Les Echos - 26 novembre 1999

Les Echos : Vous venez de signer un communiqué commun avec les autres confédérations sur les négociations de Seattle. Dans le même temps, vous serez le seul syndicat à manifester demain à Paris. N’y a-t-il pas un grand écart ?

Bernard Thibault : Notre objectif, avec ce communiqué, était de souligner nos préoccupations communes. Les garanties sociales, l’avenir des salariés, vont-ils faire partie des négociations ou celles-ci vont-elles se limiter au commerce ? Ce texte est un signe fort de l’évolution du syndicalisme français, qui prend conscience de la nécessité de rassembler ses forces. Il y a cinq ans, un tel exercice n’était pas envisageable.
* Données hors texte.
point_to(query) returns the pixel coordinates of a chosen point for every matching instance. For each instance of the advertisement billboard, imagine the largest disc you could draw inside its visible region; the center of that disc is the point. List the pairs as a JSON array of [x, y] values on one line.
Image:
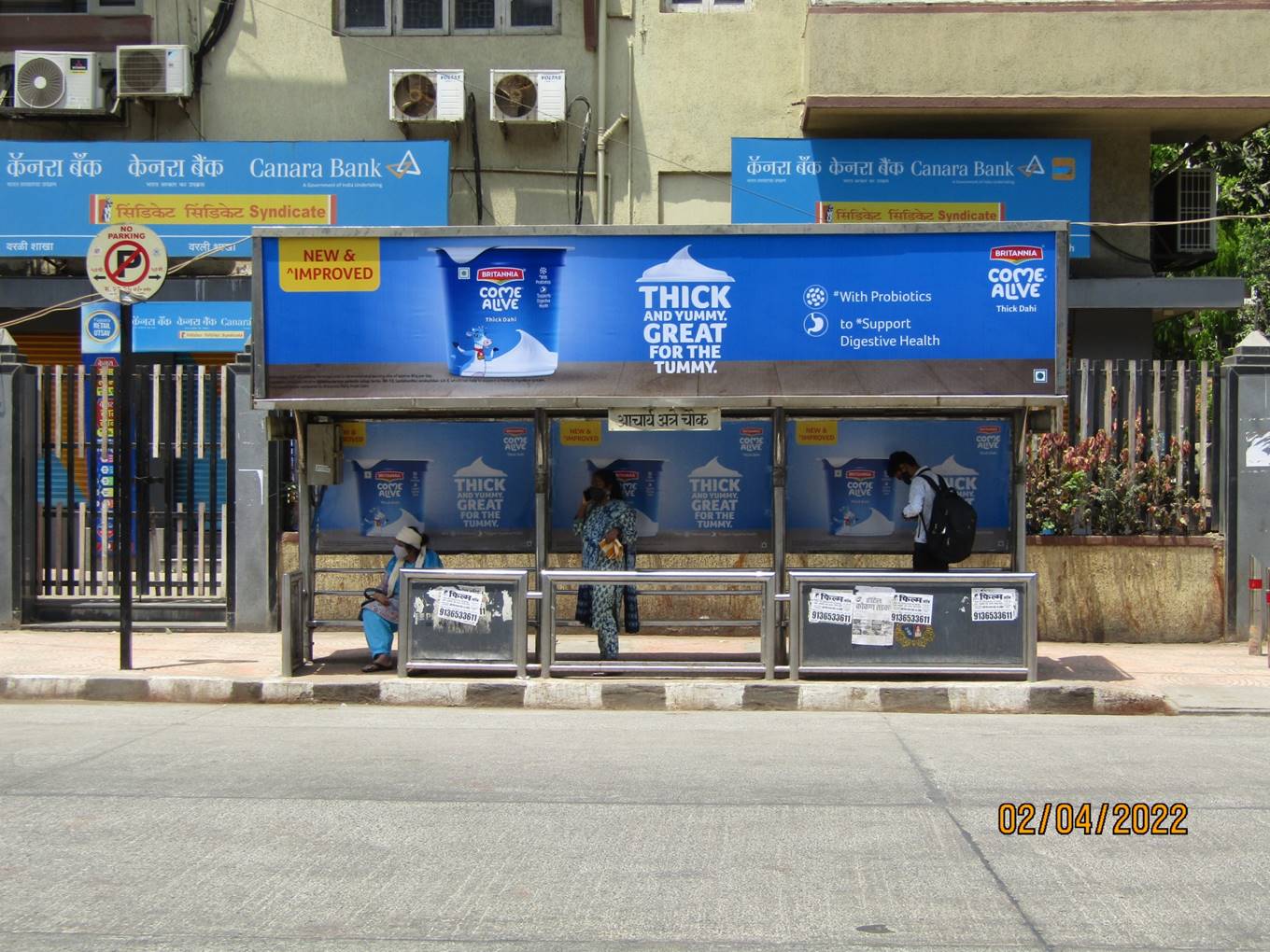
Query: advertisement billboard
[[839, 497], [907, 180], [469, 483], [680, 314], [692, 492], [202, 196]]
Cela étant, à la CGT, nous pensons qu’il faut mobiliser de façon plus spectaculaire, d’où notre participation à la manifestation de demain. La difficulté, d’ailleurs, va être de maintenir l’attention de l’opinion publique pendant toute la négociation qui va durer plusieurs années.

Les Echos : Le PC, avec lequel vous avez refusé de défiler le 16 octobre, sera là aussi…

Bernard Thibault : Il y aura aussi de nombreuses autres organisations. En outre, les caractéristiques des deux manifestations sont différentes. Le 16 était centré sur un débat franco-français par le 27.

Les Echos : Les syndicats français défendront-ils une position commune à Seattle ?

Bernard Thibault : Nous ne sommes pas dans une délégation commune et, si les cinq confédérations françaises sont toutes à la Confédération européenne des syndicats, elles adhèrent à des organisations syndicales internationales différentes. Mais nous allons bien sûr veiller à une cohérence de nos expressions.

Les Echos : La position de la CGT sur la mondialisation a-t-elle évolué par rapport à celle qu’elle avait en 1994, lors de l’Uruguay Round ?

Bernard Thibault : Nous avons fait, en quelque sorte, des progrès. Nous estimons que ce n’est pas parce que nous ne partageons pas certaines orientations qu’il faut se contenter de les dénoncer et refuser de « plonger » pour les modifier.

Les Echos : A vos yeux, l’existence même de l’OMC représente-t-elle un progrès par rapport à une « loi de la jungle » ?

Bernard Thibault : Cette institution représente une avancée par rapport à celle qui l’a précédée puisqu’elle met sur un pied d’égalité juridique tous les pays membres : elle donne la possibilité aux petits de se retourner contre les grands et ces pays le font effectivement. Mais ce principe subit quelques accommodements de fait, en fonction du poids économique de chacun et des capacités de rétorsion qu’il confère. L’OMC ne supprime pas les inégalités. Les carences et les dérives de fonctionnement des organismes internationaux doivent nous amener à en prôner la réforme, non la suppression.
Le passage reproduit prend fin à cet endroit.